2004 yılında Washington Post’ta yayımlanan bir diğer yazıda ise şu sözlere yer verilmiştir:

“Almanca’da çocuk bahçesi anlamına gelen “kindergarten” kelimesinin karşılığı olan anaokullarının tam gün olmasıyla ilkokul birinci sınıflar için tasarlanan müfredat 5 ve 6 yaş grubu için uygulanmaya başlamıştır.”

Virginia Üniversitesi’nde Daphna Bassok, Scott Latham ve Anna Rorem tarafından gerçekleştirilen söz konusu çalışma, anaokullarının zaman içinde nasıl bir değişim gösterdiğini ortaya koyan çok az ampirik bulgu olmasından hareketle 1998 ve 2010 yıllarındaki anaokulları ve ilkokul birinci sınıfları karşılaştırmış; anaokullarının gittikçe artan bir şekilde birinci sınıflara dönüştüğü gerçeğini ortaya koymuştur.

Eğitim sistemini takip eden ve sınıfları ziyaret eden hemen hemen herkes zaten bu duruma yakinen tanıklık etmiştir. 5-6 yaş grubundaki çocuklar artık saatlerini oturup ders çalışarak geçirmekte, beden eğitimi, resim, müzik gibi etkinliklere ise daha az zaman ayrılmaktadır. Bu çocuklar bıkkınlık getirecek şekilde sınavlara tabi tutulmakta ve anaokulundan ayrılırken gelişimsel olarak hazır olmadıkları şeyleri yapabilir olmaları beklenmektedir.

Bu, şüphesiz ki anaokulu öğrencileri akademik içerikle uğraşmasın anlamına gelmemelidir. 2014 yılında “National Association for the Education of Young Children” tarafından ilgili çalışma hakkında yapılan yorumlarda şu ifadelere yer verilmiştir:

“Anaokullarında akademik içeriğe ayrılan zamanın her geçen gün artması, otomatik bir şekilde tehdit olarak algılanmamalıdır.
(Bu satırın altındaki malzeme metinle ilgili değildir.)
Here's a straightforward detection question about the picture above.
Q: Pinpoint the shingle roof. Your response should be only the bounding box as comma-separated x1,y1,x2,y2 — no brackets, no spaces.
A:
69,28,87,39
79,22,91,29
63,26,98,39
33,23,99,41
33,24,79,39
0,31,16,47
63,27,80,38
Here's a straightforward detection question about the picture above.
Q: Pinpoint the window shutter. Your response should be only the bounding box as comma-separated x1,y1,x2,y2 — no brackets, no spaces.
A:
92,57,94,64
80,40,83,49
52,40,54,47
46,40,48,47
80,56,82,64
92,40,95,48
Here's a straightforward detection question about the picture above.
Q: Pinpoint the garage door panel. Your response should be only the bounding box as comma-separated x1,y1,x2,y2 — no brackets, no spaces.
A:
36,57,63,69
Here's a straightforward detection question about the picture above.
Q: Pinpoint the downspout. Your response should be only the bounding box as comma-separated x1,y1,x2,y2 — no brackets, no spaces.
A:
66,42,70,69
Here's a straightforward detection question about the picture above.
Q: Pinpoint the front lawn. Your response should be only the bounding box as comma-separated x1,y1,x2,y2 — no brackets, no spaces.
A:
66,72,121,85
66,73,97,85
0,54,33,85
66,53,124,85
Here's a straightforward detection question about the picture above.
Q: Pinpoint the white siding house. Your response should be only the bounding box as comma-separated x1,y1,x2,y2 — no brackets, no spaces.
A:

Çocuklar doğdukları andan itibaren öğrenmeye başlar, bu sebeple anaokulları çocuklara uygun olacak şekilde öğrenme fırsatları sunmalı ve desteklemelidir. Erken çocukluk eğitimi daima çocukların öğrenmeye ihtiyaç duyduğu akademik, sosyal ve duygusal içeriği sağlamıştır. Anaokulu öğrencileri ve tüm küçük çocuklar gelişim basamaklarına uygun olacak şekilde akademik içeriği öğrenebilir.”

2015 yılında yayımlanan “Taze Zihinler: Küçük Çocuklar için Akademik ve Bilişsel Hedeflerin Ayrımı” isimli bir başka rapor ise, erken çocukluk eğitiminde neyin uygun olduğunu anlamaya dair yeni bir yol sunmaktadır. Raporda aşağıdaki ifadelere yer verilmiştir:

“Serbest zaman etkinlikleri ya da akademik içeriğin öğretilmesi üzerine yoğunlaşan geleneksel tartışmalar, erken çocukluk eğitimi için sadece bu iki alternatifin olduğu varsayımından hareket etmektedir. Aslında bu kapsamdaki müfredat bileşenlerinin her birine belirli oranlarda zaman ayrılabilir. Ancak erken çocukluk eğitiminin ana bileşeni çocuğun doğasında olan bilişsel eğilimleri ateşleyecek, uyandıracak ve destekleyecek çeşitli bağlamların, deneyimlerin, fırsatların ve kaynakların sunulması olmalıdır.”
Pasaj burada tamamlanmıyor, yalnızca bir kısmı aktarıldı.